Утро навалилось тоской. Борис проснулся рано, едва забрезжил рассвет, посмотрел на Катю, горестно вздохнул. Было стыдно, отчаянно стыдно. Он воспользовался ее положением, беспомощным, бесконтрольным. Потешил, порадовал естество; поступил гадко, мерзко.
Слабо утешало и уж ни как не оправдывало то, что она сама спровоцировала близость. Морозова за свои действия отвечать не могла. Он должен был, должен был ее удержать. Не ее! Себя! Должен! Подлец!
Хлесткое слово жгло душу. Ночные подвиги были низким поступком, омерзительно низким. Он употребил Катю к собственному удовольствию, как девку подворотнюю, как шлюху.
Нянча разболевшуюся совесть, Борис пытался обмануть себя: «Я не хотел». Хотел и еще как, звенело в мозгу. За тем и умыкнул, за тем и приволок на затерянный лесной островок. За тем, за тем…
— Вдов утешают в постели, — вещал урудит-майор.
— Она — не вдова, — напомнил Борис.
— Один черт, главное — постель. Бабы так устроены: или страдают, или радуются. Ты ей не оставляй времени думать, она только опечалиться — вали на спину и давай сколько хватит пороху. Только нахмурится — разворачивай и вперед.
— Панацея, — усмехнулся Борис.
— Не сомневайся. Проверенный метод. За неделю напряженного… баба дуреет полностью. На уме остается одно, — вояка выражался много проще и грубее. Матерных слов в его речи было куда больше обычных.
Устинов вышел на крыльцо. Утром, в свете ясного солнца, остров казался еще диковинней. Зеленая лужайка в окружении густого ельника, укрытая рябью водная гладь, трель невидимой птицы, безоблачное обморочно голубое небо. Неужели где-то есть пыльный асфальт, зловонные автомобили, толпы взвинченных спешкой людей? Не верилось. Жизнь концентрировалась в тишине и красоте, природе и гармонии. Иного не существовало, иное отсутствовало.
Зачем я поддался? Почему не устоял? Разрушая, светлую благодать, ели-поедом мрачные мысли. Зачем? Почему?
Борис боялся, вдруг ночные страсти станут последней каплей, и пограничное состояние обернется кромешной тьмой? Вдруг он станет причиной Катиного безумия. Избави Боже! Устинов клял себя, неуемную прыть, мужские стати, все на свете.

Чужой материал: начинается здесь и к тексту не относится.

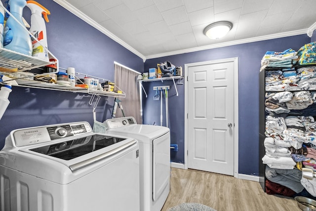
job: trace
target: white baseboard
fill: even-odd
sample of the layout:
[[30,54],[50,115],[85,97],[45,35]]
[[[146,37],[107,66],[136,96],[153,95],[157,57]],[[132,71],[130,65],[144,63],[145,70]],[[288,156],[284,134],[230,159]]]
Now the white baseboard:
[[243,174],[242,173],[238,174],[238,178],[245,179],[246,180],[254,181],[259,182],[259,176],[253,176],[252,175]]
[[[172,168],[186,169],[184,167],[184,164],[180,164],[179,163],[171,162],[171,166]],[[245,179],[246,180],[254,181],[259,182],[259,176],[253,176],[252,175],[243,174],[242,173],[238,174],[238,178],[241,179]]]
[[171,162],[170,165],[171,167],[174,168],[185,169],[185,168],[184,168],[184,164],[180,164],[180,163]]

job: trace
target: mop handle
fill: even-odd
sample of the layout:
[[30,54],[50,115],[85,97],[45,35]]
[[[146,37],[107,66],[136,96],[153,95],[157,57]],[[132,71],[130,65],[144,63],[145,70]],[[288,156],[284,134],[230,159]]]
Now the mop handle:
[[160,126],[162,126],[162,88],[160,91]]

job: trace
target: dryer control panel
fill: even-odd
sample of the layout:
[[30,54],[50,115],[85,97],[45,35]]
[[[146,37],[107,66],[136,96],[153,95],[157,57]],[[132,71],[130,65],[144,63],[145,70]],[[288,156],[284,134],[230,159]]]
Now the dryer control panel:
[[137,124],[135,118],[133,117],[110,119],[103,123],[105,124],[108,129],[122,127]]
[[82,122],[19,129],[11,133],[14,138],[12,141],[15,143],[16,146],[21,147],[47,142],[92,131],[89,123]]

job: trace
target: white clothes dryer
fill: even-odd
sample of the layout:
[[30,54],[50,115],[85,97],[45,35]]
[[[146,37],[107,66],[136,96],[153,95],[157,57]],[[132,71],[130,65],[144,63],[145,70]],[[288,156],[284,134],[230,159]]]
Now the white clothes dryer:
[[104,123],[107,134],[135,138],[139,144],[141,211],[160,211],[170,192],[170,129],[138,125],[133,117]]
[[137,140],[86,122],[13,130],[0,151],[1,211],[139,211]]

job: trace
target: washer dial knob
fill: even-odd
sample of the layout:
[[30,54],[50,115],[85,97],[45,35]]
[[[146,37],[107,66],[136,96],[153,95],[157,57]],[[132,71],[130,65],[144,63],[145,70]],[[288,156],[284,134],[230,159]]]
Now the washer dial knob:
[[56,134],[59,137],[65,137],[67,134],[67,130],[64,127],[58,127],[56,129]]

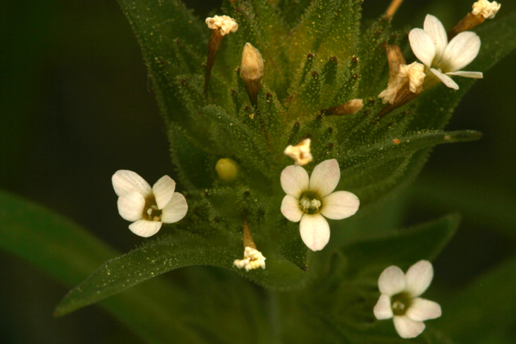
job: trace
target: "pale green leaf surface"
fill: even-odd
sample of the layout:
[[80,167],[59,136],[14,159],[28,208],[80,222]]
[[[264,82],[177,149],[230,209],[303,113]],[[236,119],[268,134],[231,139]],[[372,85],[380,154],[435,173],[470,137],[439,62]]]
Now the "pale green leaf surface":
[[[0,191],[0,224],[1,248],[67,286],[79,283],[118,254],[72,221],[4,191]],[[161,344],[197,338],[177,319],[188,309],[189,299],[173,285],[155,280],[102,305],[142,339]]]

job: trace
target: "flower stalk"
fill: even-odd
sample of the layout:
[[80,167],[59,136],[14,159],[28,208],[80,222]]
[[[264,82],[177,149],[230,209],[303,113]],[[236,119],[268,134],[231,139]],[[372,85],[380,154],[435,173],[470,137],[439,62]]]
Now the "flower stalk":
[[345,104],[322,109],[321,114],[325,116],[354,115],[363,107],[364,103],[362,99],[352,99]]

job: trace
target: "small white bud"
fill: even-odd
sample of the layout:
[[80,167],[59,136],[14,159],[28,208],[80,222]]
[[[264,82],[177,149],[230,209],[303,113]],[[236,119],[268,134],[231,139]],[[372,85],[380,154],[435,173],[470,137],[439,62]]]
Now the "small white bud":
[[246,271],[257,269],[258,268],[265,269],[266,259],[266,258],[260,251],[256,248],[247,246],[244,251],[244,259],[235,259],[233,265],[239,269],[244,268]]

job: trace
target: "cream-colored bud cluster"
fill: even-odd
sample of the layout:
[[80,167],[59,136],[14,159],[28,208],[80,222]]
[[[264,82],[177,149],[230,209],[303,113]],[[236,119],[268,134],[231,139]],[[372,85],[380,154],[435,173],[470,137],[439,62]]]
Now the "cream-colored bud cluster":
[[238,30],[238,23],[228,16],[215,16],[213,18],[208,17],[206,19],[206,23],[211,30],[219,30],[222,36],[236,32]]
[[310,153],[311,142],[310,138],[305,138],[296,146],[289,145],[283,153],[294,159],[294,162],[297,165],[305,166],[313,159]]
[[418,62],[410,65],[401,65],[396,80],[389,84],[387,89],[383,90],[378,97],[383,98],[384,104],[394,103],[398,92],[407,83],[409,83],[410,92],[415,94],[420,93],[424,80],[424,66]]
[[233,265],[239,269],[244,268],[246,271],[257,269],[258,268],[265,269],[266,259],[260,251],[256,248],[247,246],[244,251],[244,259],[235,259]]
[[487,0],[479,0],[473,3],[471,13],[475,16],[482,14],[486,19],[492,19],[498,12],[500,7],[502,7],[502,4],[496,1],[489,2]]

Мерзавец! Подонок! Животное! Он не удовлетворился одним разом, он терзал ее ночь напролет, словно провел без женщины год или век. Он ввергался в пучины горячие и влажные; стонал от наслаждения; он … от воспоминаний взмокли ладони, шальная волна нового желания пронзила чресла. Катечка! От одного имени наступала эрекция. «На что же я тебя обрек? — думал неотрывно. На что?»

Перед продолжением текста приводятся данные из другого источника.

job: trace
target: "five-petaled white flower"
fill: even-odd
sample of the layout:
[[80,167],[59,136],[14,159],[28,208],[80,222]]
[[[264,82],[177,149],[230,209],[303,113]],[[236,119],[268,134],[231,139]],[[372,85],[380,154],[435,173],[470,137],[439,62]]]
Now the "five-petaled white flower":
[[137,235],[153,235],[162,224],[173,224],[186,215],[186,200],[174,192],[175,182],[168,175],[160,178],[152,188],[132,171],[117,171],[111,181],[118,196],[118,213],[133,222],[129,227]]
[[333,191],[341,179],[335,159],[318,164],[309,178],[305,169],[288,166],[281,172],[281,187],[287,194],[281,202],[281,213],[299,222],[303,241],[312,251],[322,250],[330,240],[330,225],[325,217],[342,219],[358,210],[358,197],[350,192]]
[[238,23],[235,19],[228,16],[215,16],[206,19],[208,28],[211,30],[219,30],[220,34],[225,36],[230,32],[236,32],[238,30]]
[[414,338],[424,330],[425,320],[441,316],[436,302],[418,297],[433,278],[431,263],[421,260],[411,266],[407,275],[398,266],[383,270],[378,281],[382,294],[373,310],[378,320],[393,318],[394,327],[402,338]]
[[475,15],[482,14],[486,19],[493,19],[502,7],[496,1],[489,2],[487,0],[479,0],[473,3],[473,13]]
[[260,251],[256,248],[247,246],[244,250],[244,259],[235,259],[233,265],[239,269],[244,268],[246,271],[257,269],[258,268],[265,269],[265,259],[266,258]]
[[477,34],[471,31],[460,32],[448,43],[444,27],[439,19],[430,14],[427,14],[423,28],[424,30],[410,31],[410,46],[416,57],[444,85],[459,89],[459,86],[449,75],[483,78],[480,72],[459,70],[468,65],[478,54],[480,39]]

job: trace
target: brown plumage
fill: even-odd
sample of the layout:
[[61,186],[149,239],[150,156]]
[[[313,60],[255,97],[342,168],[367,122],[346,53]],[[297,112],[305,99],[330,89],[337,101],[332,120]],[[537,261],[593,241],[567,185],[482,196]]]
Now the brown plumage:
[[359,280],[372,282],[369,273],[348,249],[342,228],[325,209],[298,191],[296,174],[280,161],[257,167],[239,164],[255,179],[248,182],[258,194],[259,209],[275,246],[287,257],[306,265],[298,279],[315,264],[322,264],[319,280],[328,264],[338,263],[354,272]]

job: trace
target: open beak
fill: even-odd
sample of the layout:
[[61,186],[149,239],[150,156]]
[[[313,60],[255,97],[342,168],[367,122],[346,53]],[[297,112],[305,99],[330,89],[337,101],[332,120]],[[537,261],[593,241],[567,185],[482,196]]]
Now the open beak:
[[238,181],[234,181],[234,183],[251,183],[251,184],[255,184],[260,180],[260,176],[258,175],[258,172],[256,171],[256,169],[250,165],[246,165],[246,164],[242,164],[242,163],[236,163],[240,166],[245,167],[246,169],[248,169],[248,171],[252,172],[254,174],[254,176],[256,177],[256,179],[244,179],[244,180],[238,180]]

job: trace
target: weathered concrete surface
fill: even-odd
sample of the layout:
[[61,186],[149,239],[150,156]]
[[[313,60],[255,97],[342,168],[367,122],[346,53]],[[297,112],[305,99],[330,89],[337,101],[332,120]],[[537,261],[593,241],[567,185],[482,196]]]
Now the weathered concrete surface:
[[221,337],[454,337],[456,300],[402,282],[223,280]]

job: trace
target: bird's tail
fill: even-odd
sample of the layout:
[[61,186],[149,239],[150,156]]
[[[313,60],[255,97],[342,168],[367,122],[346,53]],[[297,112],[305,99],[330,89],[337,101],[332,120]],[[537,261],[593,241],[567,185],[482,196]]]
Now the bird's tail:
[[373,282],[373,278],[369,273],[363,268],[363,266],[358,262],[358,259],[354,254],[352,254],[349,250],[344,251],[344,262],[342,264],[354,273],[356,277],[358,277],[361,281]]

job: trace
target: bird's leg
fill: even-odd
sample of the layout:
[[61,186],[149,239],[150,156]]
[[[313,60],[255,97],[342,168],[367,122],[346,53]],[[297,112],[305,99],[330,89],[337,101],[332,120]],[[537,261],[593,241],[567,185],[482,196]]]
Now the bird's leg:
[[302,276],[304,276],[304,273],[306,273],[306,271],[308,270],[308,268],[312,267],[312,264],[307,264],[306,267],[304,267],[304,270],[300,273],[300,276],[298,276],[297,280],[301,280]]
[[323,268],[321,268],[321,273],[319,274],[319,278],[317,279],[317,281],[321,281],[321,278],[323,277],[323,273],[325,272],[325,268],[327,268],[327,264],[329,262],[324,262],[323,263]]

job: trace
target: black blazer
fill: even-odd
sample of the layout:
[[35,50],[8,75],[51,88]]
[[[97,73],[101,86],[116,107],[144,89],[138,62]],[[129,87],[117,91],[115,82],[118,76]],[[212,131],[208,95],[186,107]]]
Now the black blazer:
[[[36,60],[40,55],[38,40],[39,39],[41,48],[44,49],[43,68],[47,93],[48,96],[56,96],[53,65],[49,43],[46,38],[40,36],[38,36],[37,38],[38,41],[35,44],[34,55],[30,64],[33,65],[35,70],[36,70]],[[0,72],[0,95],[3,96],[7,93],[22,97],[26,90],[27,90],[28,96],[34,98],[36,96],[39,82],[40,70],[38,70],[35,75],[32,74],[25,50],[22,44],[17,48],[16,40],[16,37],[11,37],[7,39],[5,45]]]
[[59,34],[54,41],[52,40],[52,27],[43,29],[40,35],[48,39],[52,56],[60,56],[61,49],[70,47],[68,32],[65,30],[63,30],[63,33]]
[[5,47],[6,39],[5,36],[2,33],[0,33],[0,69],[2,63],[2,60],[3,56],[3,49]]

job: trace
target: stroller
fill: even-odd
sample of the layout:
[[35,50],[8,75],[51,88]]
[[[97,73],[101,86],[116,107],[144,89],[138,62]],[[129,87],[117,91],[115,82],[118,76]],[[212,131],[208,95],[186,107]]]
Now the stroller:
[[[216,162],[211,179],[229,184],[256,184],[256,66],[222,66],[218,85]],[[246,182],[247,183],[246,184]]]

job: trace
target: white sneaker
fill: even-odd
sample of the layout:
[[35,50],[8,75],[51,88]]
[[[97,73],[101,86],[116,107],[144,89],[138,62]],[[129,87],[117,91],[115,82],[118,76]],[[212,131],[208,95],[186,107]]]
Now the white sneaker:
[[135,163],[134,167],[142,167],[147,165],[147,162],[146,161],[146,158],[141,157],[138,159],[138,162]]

Сон подкрался нежданно. Сумасшедший гон в тысячу километров, советы майора, суета сборов, дорога в заповедник, бессонная ночь — Устинов устал, измучился, обессилел. Укоры совести, неопределенность, страх — кто бы выдержал? Проснулся он от нежных касаний. Ласки вплелись в сон исподволь, исподтишка; соединили мостиком зыбь и реальность; повлекли, поманили за собой, он очнулся возбужденный, взбудораженный.
— Милый, — наткнулся на слово-колючку, — милый, я хочу тебя. Иди ко мне.
Катя смотрела на него сияющим шальным взглядом, безумно улыбалась, но …разговаривала.
— Не надо, Катенька, — Борис пытался сохранить хладнокровие.
— Надо, надо…
— Катенька, — он высвободился из цепких рук, — посмотри какая красота кругом.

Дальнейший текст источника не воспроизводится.